If my solution doesn't work, can you please tell me what do you want to do and share your expected output?
You can use the map approach to summarize over multiple sets of grouping columns and return a long summary data frame. For example:
# Add a couple of grouping columns to iris
set.seed(2)
dat = iris %>%
mutate(Group1=sample(c("A","B"), 150, replace=TRUE),
Group2=sample(c("d","e"), 150, replace=TRUE))
# Get all combinations of 0 through 2 groups
map(0:2, ~combn(c("Species", "Group1","Group2"), .x, simplify=FALSE)) %>%
flatten() %>%
# Run summarise on each of the group sets created above
map_df(~dat %>%
group_by_at(.x) %>%
summarise(N=n(),
Petal.Width=mean(Petal.Width))) %>%
# Replace NA with "All" (representing marginalizing over that column)

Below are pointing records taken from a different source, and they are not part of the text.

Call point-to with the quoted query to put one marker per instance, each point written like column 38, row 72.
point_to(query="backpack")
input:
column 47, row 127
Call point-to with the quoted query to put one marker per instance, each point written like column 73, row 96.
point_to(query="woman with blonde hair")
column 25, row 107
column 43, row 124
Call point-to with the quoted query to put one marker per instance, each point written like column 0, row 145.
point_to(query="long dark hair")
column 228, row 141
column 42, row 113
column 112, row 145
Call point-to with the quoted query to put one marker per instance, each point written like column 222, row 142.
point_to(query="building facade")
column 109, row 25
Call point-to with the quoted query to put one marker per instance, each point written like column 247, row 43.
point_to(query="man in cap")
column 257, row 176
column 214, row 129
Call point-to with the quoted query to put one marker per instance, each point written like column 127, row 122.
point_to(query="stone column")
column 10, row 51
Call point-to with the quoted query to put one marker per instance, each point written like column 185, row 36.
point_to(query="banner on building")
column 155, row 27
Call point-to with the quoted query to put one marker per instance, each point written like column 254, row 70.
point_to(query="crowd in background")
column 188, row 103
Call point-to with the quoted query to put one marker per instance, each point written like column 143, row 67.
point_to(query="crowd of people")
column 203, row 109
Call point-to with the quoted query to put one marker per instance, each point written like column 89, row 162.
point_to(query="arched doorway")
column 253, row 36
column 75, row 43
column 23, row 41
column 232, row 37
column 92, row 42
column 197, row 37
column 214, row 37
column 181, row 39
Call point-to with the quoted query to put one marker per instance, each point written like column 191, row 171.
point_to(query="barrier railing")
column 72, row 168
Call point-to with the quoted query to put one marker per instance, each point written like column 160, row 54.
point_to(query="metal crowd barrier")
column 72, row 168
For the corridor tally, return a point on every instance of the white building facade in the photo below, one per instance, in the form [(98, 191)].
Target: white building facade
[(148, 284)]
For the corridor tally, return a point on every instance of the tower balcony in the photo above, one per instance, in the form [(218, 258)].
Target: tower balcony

mutate_if(is.factor, as.character) %>%
map_if(~!is.numeric(.), ~replace_na(., replace="All")) %>%
bind_rows()
N Petal.Width Species Group1 Group2
1 150 1.1993333 All All All
2 50 0.2460000 setosa All All
3 50 1.3260000 versicolor All All
4 50 2.0260000 virginica All All
5 81 1.2444444 All A All
6 69 1.1463768 All B All
7 76 1.1447368 All All d
8 74 1.2554054 All All e
9 25 0.2640000 setosa A All
10 25 0.2280000 setosa B All
11 30 1.3466667 versicolor A All
12 20 1.2950000 versicolor B All
13 26 2.0692308 virginica A All
14 24 1.9791667 virginica B All
15 28 0.2500000 setosa All d
16 22 0.2409091 setosa All e
17 23 1.3521739 versicolor All d
18 27 1.3037037 versicolor All e
19 25 1.9560000 virginica All d
20 25 2.0960000 virginica All e
21 41 1.2048780 All A d
22 40 1.2850000 All A e
23 35 1.0742857 All B d
24 34 1.2205882 All B e
Sorry, I edited my answer earlier and accidentally deleted the code to create the new grouping columns. I've fixed it now. Thanks for pointing that out.